Disclaimer: S, it is not meant to be a sensationalization of the situation but just my version of events wherein I try to point out my errors...so don't get mad.


Well, I took the leap, decided to ask the person out for dinner just to gauge the situation. Turns out, already taken. Didn't want to broach further because, well, because I am not that guy. I just walk away. It sucks because this was another instance when I was trying to open up ans get close but was unsuccessful in finding a confidante.

As highlighted by that person, T is an important confidante and I hope it extends beyond the years but mostly I think the issue lies with me. I am unable to go beyond the normal and just stick to surface level interactions. Maybe I can't be there at that level with a friend and the sad fact is that I dare expect that in return even though I am not reciprocating equally. 

Also, it comes back to the question, as aptly raised by S, why we think we would need friends anyways.

Additionally, I don't know what I was expecting from this given that I never communicated it properly enough and the interaction was never at that level enough but I am currently disappointed and at some levels broken.
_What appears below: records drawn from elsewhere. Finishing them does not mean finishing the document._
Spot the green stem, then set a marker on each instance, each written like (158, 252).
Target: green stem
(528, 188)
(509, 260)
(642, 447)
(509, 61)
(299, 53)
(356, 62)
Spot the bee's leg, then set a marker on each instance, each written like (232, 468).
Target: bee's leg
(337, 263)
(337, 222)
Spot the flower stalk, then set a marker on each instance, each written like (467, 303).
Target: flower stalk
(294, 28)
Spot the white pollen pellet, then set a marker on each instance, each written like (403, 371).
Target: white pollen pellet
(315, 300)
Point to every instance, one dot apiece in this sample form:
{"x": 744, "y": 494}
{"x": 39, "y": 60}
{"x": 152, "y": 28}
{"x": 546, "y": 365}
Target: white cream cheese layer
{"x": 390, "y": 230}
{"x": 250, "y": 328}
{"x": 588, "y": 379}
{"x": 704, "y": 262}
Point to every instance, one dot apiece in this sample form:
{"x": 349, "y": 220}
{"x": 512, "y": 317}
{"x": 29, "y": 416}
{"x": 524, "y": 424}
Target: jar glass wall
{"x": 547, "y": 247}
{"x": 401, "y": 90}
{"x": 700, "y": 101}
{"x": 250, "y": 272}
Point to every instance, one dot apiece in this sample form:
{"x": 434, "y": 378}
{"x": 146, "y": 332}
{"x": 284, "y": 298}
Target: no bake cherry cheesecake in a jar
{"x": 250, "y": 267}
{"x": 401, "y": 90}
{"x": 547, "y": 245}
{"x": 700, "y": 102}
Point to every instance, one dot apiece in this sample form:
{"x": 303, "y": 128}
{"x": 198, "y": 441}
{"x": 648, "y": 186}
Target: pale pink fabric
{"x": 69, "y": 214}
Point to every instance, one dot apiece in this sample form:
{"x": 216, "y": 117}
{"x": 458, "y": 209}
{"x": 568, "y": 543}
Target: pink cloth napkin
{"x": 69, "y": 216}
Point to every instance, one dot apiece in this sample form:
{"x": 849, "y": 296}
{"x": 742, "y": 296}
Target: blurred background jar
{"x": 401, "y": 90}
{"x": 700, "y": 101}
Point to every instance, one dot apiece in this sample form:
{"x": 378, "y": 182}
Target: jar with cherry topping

This attempt to find someone to talk to on a deeper level was unsuccessful, as all signs had already indicated and I had braced myself for the same, yet somehow I find myself sad. Sad because again I think I failed to connect with human beings and sad because I am lonely in a crowd and have that cliched belief of "nobody really understands me".

Reminder to self: You bloody idiot, nobody really understands you because you treat them like shit and because we are all searching for ourselves and don't have the bandwidth to actually look up and be there for others. Nobody will come to save you. We are only ones who have to pick up after themselves and dust ourselves of. We all deal with pain and doesn't matter how much we feel we are suffering and others are not, the reality is that all of us are dealing with pain inside. Some bear it better than others, some not so well but there are but only a few exceptions to this. Hence this understanding needs awareness that people are dealing with their own shit and need to be forgiven for not being there for you when you needed them.